※本稿は、横山信弘『絶対達成する人は「言葉の戦闘力」にこだわる』(PHP研究所)の一部を再編集したものです。
本来の意味もわからず「モチベーション」を連発するビジネスパーソンたち
私は、15年以上、企業の現場で目標を「絶対達成」させるコンサルティングをしている。その企業数は200社以上。関わった人々はのべ5000人に上る(講演や研修、セミナー、教材などを含めれば、1万社以上、10万人は超える)。
目標を達成できない企業に「絶対達成」の文化を定着させることが仕事である。だから、どのようにすればクライアント企業の方々に新たな行動を起こしてもらえるかを、いつも考えている。

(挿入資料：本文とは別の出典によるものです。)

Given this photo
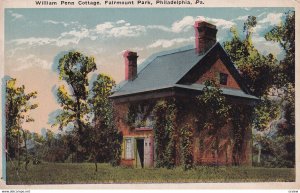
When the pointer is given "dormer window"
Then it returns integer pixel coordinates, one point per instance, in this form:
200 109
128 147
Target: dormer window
223 78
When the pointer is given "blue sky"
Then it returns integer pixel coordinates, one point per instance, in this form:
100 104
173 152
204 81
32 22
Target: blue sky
35 38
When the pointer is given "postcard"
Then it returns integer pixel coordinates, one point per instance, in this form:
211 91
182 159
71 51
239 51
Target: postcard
144 94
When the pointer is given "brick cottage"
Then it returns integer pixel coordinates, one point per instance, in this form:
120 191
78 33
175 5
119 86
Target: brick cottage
180 74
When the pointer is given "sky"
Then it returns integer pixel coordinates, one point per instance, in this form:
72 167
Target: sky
35 39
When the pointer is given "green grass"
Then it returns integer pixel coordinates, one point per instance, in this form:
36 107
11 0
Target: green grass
83 173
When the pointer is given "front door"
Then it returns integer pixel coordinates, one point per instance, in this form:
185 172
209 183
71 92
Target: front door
148 151
140 153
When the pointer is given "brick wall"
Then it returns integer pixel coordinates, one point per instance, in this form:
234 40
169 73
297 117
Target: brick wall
203 152
213 72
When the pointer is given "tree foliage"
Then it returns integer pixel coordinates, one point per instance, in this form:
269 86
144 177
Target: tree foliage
74 68
255 68
214 112
105 139
17 106
273 82
284 34
165 134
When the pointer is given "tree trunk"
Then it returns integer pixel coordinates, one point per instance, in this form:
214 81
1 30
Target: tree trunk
259 154
18 149
96 168
26 152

どのような戦略を立てるべきか。どのような行動計画をつくるべきか。どのようにお客様と接触し続けるか。考えること、手や足を動かすこと、たくさん新しいことをやってもらわなければならない。
しかもスピーディにやる必要がある。なぜなら外部環境の変化は激しく、どんなに仮説を立てても結果は予想した通りにはならない。これまでの仕事のリズム、自分なりのペースでやっていては間に合わないことも多い。
だが、仕事のリズムやペースを崩されると、多くの人々が反発する。特に一定の経験がある社員はそうだ。その際に出てくる用語が、まさにモチベーションなのである。
「こんなやり方だとモチベーションが下がる」
「最近、部下のモチベーションが下がっている。もっとモチベーションを上げる取り組みをしなければならない」
と、組織のあちこちでそのように言う人が出てくる。
しかし、前述した通り、モチベーションという用語を使っている人の大半は、その意味を正確に理解していない。そのため、私たちは「部下のモチベーションをどう上げたらいいのか」などといった悩みには付き合わない。
このようなケースにおいては、「意欲」や「心の動き」など人の行動を変化させる動機付けとしてのモチベーションは関係がないからだ。